Johanna Maria (Jo) Vincent (Amsterdam , 6 maart 1898 – Monaco , 28 november 1989 ) was een Nederlands zangeres (sopraan ). Ze was de dochter van de beiaardier van het paleis op de Dam , Jacob Vincent .
Biografie
Vincent kreeg als kind haar eerste zanglessen van Catharina van Rennes en studeerde bij Cornélie van Zanten . Haar debuutconcert was in Assendelft in 1920 . Haar eerste optreden met het Koninklijk Concertgebouworkest was in 1923 onder leiding van tweede dirigent Cornelis Dopper . Ook onder de directie van chef-dirigent Willem Mengelberg heeft ze tot 1942 veel gezongen. In de jaren 20 vormde ze met Theodora Versteegh (alt), Evert Miedema (tenor) en Willem Ravelli (bas) het Jo Vincent Kwartet, waarmee ze geregeld optrad en een aantal plaatopnames maakte.

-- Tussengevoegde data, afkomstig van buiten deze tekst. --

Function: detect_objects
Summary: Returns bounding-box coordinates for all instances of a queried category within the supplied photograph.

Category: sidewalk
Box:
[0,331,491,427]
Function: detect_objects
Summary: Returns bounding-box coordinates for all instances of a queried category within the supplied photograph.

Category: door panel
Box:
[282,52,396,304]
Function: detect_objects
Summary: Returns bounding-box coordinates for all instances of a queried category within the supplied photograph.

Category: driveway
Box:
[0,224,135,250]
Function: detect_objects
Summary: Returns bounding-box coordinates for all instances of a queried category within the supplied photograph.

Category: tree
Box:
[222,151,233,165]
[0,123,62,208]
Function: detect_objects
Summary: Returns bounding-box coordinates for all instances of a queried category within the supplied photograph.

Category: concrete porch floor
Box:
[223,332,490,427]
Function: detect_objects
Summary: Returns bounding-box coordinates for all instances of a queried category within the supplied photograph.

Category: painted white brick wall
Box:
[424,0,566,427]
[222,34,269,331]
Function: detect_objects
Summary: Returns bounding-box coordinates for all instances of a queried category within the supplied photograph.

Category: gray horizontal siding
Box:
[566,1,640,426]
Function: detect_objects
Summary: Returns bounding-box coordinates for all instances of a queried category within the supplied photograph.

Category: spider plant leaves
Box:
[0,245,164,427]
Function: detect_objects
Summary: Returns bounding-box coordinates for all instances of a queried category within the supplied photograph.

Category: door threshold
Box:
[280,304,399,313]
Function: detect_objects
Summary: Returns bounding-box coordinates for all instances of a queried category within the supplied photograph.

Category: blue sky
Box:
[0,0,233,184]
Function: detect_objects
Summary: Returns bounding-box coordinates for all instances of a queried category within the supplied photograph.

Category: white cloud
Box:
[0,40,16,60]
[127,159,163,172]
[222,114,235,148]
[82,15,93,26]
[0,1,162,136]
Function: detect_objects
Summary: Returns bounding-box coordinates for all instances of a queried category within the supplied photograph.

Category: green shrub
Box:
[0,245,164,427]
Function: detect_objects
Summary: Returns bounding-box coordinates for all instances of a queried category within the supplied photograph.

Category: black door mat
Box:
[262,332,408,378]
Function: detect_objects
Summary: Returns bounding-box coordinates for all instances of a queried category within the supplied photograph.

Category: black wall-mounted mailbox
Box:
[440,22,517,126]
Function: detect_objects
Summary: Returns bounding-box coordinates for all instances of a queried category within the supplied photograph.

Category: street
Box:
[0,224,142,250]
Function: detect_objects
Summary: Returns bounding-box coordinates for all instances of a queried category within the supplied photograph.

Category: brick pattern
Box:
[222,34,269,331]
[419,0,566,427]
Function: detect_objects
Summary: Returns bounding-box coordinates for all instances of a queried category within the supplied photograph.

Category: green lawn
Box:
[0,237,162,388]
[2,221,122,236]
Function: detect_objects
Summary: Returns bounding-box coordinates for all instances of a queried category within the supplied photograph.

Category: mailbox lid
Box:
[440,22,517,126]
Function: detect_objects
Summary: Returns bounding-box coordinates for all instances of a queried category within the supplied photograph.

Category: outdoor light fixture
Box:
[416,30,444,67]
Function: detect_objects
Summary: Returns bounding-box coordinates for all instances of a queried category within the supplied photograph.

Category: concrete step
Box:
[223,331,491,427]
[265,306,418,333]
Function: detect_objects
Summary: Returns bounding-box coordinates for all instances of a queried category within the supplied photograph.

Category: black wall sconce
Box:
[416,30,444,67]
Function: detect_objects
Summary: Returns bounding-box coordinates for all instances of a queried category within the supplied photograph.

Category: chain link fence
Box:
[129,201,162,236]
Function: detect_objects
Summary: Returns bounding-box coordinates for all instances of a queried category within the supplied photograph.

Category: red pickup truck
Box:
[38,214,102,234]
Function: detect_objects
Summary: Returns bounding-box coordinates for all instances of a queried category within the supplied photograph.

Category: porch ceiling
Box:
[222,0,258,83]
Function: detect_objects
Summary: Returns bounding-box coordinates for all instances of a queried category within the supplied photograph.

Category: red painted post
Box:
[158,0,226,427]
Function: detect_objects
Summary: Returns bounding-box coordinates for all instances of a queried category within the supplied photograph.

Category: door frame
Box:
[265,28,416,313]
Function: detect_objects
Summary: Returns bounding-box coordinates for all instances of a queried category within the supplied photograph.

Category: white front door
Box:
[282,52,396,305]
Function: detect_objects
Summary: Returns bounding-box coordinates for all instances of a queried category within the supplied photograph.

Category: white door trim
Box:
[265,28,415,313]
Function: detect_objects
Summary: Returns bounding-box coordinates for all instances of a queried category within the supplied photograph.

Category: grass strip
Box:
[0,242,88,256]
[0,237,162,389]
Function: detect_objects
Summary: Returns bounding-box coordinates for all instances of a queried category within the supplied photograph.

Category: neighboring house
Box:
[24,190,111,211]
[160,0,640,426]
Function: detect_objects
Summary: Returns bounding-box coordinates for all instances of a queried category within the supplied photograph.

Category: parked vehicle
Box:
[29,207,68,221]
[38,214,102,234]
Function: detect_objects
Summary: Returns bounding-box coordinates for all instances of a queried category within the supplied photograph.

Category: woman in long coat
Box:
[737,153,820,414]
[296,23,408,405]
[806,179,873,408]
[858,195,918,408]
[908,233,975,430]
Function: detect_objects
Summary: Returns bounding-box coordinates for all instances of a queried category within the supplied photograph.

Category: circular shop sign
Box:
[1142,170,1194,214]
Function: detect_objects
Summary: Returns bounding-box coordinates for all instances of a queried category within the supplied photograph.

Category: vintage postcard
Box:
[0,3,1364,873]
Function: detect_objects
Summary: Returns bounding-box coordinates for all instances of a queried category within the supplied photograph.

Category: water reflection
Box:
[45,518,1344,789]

Haar repertoire bestond voornamelijk uit oratorium - en passiemuziek en liederen van Bach , Mahler , Schubert en Wolf .
Zij was een geliefde zangeres, die met haar warme voordracht en stralende stem ook buiten Nederland een grote reputatie opbouwde. Ze trad regelmatig op in België , Duitsland , Frankrijk en Groot-Brittannië .
In 1953 nam ze officieel afscheid, maar ze trad daarna nog wel incidenteel op. Ze ontving bij haar afscheid de Penning van de Leuve van de Rotterdamse Kunststichting .
Discografie (selectie)
Ave Maria (Jo Vincent)
Jo Vincent CD1
Jo Vincent, Philips Legendary Voices . dubbel CD
Jo Vincent, The Great Dutch Soprano dubbel CD
Jo Vincent Kwartet - Psalmen en Gezangen / Liederen van Joh. de Heer
Jo Vincent - Passion, Oratorio & Arias , 2 CD's
Jo Vincent, Kathleen Ferrier, Otto Klemperer - Mahler, Symphony 2 "Resurrection"
Literatuur
C.G.J. Bos (haar tweede echtgenoot), Jo Vincent - Zingend door het leven , memoires.